One piece of craft advice that has always stuck with me is something that Patrick Rosal casually tossed off once in the midst of a Facebook comment thread. Pat wrote: “There will always be a portion of a dream that cannot be written down, cannot be transferred to tape or on an SD card. The dream that guides the conscience of the fact has to be in the body. It has to be in the body.”  Ever since reading that, I have tried to become more consciously aware, while writing, of the way the body transmits experience, and of that transmission being the source of originality.

Accordingly, I don’t remember consciously crafting the ending lines of “Birthday Poem with Tentative Divorce Agreement” with an eye toward balancing forces, but rather trying to capture the physical sensation I felt in that moment at the table, and to decipher what it was telling me. Of course I’m aware, craft-wise, of the energy to be derived from tension, so my intuitions are often tuned to steer from one pole to another. In this case, I appreciate the observation about the coexistence of lightness and heaviness because you’re right, the moment is full of contradictions which the body can hold even as the mind tries to resolve: the sinking into the lake bed, and the ascension from the impact.
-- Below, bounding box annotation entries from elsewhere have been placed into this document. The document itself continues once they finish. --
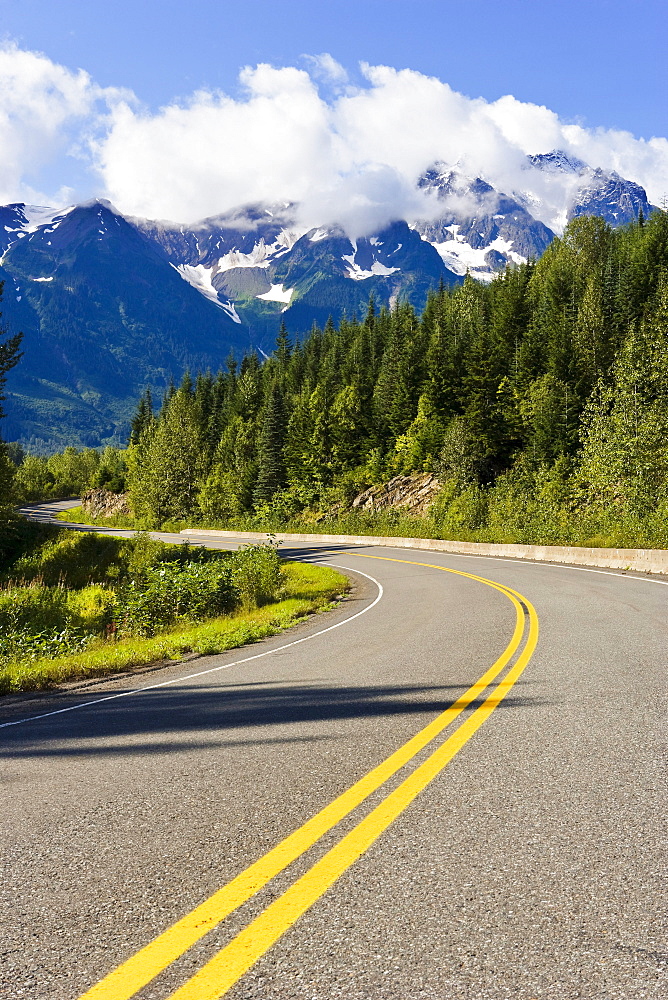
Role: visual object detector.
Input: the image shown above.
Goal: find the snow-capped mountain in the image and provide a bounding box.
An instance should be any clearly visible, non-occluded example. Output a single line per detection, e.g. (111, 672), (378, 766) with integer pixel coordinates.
(415, 163), (554, 281)
(0, 151), (653, 448)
What are you reading right now that you’d recommend?

I have most recently been devastated by a poem called “Icarus Does the Dishes” by Tommye Blount in Kenyon Review. I’m taking my time with The History of White People by Nell Irvin Painter. A lot of my reading during the school year is related to teaching, so along with student papers and poems I’ve been re-reading Claudia Rankine’s Citizen, and running out of time to have all the conversations in class that that book warrants.

What project(s) are you working on at the moment?

I’ve been working on finding a publisher for my second collection, of which “Stegosaurus Moon” is the title poem, and I’m starting to pull together a third. There’s a nonfiction project I’m working up the nerve to embark on, based on my obsession with a defunct Iranian metal band. Wish me luck.